A quick read on “The Hour of the Wolf” (1968)

“The Hour of the Wolf” (1968)

I am blown away yet again by the work of director Ingmar Bergman. He is slowly inching his way up my list of favorite directors. If you enjoyed his Persona (1966) and The Seventh Seal (1957), you will love The Hour of the Wolf (1968).

“Persiba” (1966)
“The Seventh Seal” (1957)

The film made me think of an interesting thought experiment: picture David Lynch directing The Shining in 1980 instead of Stanley Kubrick. If you can picture that, you’ll have a decent grasp on what this piece ultimately looks like.

“The Shining” (1980)
Director David Lynch who has recognized Ingmar Bergman as an influence.
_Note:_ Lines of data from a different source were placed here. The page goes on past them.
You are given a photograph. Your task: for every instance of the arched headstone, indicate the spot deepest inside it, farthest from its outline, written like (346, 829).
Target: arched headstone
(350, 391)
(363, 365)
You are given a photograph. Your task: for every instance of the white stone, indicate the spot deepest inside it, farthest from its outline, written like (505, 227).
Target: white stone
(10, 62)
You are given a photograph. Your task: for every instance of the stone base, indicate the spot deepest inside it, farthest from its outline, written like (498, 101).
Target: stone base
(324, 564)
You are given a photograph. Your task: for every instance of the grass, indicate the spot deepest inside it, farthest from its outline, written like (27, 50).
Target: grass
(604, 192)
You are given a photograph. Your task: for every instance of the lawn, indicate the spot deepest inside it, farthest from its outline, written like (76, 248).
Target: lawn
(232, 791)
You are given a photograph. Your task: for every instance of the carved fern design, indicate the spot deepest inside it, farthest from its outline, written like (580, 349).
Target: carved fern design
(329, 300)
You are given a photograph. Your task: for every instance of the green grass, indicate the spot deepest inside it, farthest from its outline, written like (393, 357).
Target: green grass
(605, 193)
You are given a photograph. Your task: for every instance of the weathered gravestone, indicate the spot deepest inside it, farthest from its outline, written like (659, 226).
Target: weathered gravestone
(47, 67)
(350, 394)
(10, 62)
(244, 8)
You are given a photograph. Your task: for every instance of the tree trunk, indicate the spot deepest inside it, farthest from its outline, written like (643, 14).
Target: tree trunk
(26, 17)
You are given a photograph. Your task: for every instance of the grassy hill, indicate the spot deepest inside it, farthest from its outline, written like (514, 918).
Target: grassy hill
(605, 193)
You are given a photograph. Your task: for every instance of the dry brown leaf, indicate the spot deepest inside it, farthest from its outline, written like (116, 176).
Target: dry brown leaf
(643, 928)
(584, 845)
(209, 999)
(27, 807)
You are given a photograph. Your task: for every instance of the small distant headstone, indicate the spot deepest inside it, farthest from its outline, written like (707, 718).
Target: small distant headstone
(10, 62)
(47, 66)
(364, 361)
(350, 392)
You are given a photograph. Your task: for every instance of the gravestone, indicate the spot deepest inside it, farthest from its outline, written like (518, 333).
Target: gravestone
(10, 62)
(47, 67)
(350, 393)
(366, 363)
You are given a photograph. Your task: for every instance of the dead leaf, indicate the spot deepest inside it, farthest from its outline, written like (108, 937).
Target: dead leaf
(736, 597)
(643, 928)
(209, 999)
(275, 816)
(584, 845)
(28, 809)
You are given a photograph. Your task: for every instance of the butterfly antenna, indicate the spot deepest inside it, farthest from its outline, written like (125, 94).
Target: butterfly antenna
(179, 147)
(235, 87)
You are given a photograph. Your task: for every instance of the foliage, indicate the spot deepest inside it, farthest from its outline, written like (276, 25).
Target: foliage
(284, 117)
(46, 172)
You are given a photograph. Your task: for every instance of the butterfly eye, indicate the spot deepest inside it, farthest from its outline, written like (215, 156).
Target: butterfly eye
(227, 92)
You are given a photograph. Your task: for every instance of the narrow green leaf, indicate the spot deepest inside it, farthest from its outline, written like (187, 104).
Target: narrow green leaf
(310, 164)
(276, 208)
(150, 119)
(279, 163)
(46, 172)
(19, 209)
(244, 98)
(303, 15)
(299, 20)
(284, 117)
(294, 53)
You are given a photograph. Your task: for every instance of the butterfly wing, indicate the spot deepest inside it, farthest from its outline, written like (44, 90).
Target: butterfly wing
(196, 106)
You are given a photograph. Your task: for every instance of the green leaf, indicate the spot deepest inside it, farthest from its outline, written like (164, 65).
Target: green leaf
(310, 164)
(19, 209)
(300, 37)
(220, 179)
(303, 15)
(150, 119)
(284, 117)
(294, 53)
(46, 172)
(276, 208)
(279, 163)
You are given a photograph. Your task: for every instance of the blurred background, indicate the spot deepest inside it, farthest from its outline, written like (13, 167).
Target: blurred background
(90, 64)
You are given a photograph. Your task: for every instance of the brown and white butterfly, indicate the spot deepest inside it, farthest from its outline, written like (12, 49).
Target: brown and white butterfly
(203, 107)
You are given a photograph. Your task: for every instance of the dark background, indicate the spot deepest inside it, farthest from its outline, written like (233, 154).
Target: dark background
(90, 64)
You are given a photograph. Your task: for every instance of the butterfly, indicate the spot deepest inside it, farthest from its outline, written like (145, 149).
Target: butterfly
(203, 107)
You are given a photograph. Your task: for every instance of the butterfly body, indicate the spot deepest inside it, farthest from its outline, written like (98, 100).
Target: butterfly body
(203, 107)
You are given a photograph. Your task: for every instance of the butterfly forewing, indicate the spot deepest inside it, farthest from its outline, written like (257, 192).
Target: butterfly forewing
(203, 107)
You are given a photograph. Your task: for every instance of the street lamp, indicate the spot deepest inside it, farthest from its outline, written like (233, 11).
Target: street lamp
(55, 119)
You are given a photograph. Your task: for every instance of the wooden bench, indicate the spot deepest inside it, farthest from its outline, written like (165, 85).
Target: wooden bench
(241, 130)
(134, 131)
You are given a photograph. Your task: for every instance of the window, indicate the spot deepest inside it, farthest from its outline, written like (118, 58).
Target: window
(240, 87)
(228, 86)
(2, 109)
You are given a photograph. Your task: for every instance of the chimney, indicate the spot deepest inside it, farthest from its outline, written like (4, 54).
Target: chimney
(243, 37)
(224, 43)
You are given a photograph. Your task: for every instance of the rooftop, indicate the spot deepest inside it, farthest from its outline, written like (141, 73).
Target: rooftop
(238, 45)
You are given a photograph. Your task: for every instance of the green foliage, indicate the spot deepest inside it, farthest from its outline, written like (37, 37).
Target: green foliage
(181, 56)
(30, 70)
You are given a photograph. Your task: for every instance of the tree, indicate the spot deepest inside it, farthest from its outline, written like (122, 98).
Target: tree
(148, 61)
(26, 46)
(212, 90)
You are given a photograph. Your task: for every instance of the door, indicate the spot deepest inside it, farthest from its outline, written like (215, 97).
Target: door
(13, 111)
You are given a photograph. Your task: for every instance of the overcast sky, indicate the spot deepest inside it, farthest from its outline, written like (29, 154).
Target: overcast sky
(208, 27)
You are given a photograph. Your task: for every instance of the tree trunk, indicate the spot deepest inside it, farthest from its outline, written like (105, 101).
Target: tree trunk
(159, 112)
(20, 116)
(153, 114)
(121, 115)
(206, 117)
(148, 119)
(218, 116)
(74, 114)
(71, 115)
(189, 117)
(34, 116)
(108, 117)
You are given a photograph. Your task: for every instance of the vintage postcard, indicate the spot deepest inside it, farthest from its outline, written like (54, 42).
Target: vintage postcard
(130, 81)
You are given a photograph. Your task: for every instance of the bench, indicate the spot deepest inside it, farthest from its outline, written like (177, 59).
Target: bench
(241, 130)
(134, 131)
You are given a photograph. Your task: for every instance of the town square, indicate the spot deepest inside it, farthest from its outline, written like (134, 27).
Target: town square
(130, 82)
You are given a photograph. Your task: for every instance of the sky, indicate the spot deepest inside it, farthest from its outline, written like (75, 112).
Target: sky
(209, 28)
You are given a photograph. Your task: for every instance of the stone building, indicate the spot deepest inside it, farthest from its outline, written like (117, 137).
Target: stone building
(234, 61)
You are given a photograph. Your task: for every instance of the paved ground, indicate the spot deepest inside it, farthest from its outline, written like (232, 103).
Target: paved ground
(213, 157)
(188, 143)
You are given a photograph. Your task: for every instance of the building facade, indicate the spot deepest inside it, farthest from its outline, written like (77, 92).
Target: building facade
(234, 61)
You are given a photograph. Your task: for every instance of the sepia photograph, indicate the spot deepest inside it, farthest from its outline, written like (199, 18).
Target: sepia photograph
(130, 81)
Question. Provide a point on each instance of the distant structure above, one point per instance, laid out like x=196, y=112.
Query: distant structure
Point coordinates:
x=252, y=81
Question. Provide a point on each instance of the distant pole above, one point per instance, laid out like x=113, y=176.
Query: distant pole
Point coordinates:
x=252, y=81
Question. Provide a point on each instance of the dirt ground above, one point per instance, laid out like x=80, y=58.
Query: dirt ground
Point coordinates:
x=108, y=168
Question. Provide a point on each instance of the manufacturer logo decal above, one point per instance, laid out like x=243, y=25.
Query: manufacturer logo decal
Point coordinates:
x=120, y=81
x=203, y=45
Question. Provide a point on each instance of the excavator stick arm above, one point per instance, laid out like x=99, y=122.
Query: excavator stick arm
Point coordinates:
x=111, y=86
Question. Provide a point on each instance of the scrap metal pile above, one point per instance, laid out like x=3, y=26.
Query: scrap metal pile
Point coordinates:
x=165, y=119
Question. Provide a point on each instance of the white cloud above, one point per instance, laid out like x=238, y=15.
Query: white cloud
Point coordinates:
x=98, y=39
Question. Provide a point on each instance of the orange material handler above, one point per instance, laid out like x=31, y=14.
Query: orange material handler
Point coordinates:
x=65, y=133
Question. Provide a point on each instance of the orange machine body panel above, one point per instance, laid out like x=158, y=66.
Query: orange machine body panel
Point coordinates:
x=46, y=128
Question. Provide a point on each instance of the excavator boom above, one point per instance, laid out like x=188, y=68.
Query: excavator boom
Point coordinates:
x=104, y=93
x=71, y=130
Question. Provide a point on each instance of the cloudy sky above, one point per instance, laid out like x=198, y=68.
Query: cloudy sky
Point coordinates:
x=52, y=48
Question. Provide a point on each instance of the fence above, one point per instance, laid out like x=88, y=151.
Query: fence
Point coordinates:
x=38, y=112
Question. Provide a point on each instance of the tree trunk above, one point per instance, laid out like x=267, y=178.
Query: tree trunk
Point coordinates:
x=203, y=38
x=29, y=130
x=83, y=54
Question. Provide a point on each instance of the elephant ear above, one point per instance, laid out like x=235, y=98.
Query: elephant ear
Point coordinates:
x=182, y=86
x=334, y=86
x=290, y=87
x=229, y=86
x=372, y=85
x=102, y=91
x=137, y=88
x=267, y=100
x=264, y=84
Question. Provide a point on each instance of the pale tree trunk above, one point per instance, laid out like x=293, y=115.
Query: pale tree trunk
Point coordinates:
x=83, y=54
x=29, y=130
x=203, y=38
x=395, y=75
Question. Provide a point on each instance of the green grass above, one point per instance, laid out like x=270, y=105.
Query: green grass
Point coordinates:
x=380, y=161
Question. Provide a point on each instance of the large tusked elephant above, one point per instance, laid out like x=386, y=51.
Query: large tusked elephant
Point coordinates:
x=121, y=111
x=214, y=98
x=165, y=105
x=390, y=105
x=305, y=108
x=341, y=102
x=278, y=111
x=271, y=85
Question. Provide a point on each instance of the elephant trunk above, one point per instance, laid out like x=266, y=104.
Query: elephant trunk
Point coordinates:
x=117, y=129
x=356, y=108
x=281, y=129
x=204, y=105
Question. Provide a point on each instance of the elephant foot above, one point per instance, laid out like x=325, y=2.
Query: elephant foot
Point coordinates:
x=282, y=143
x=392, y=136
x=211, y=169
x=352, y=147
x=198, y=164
Also if you enjoy true psychological terror, where the line between lucidity and madness, the real and the unreal, is blurred, you will love The Hour of the Wolf, as the main story is essentially what psychiatrists call a “folie a deux” (in French literally a “circus of two”) or a shared “madness of two”. Bergman effortlessly walks the audience down the unreal / real tightrope in this film. Max von Sydow and Liv Ullmann do not disappoint as the leads either.

An illustration of “folie a deux” as a clinical phenomena.
And a quick working definition.

I leave you with the hearty recommendation of catching The Hour of the Wolf and how Bergman defines the hour as a term in his film:
 “The time between midnight and dawn when most people die, when sleep is deepest, when nightmares are most palatable. It is the hour when the sleepless are pursued by their sharpest anxieties, when ghosts and demons hold sway. The hour of the wolf is also the hour when most children are born.

Max von Sydow in “The Hour of the Wolf” (1968).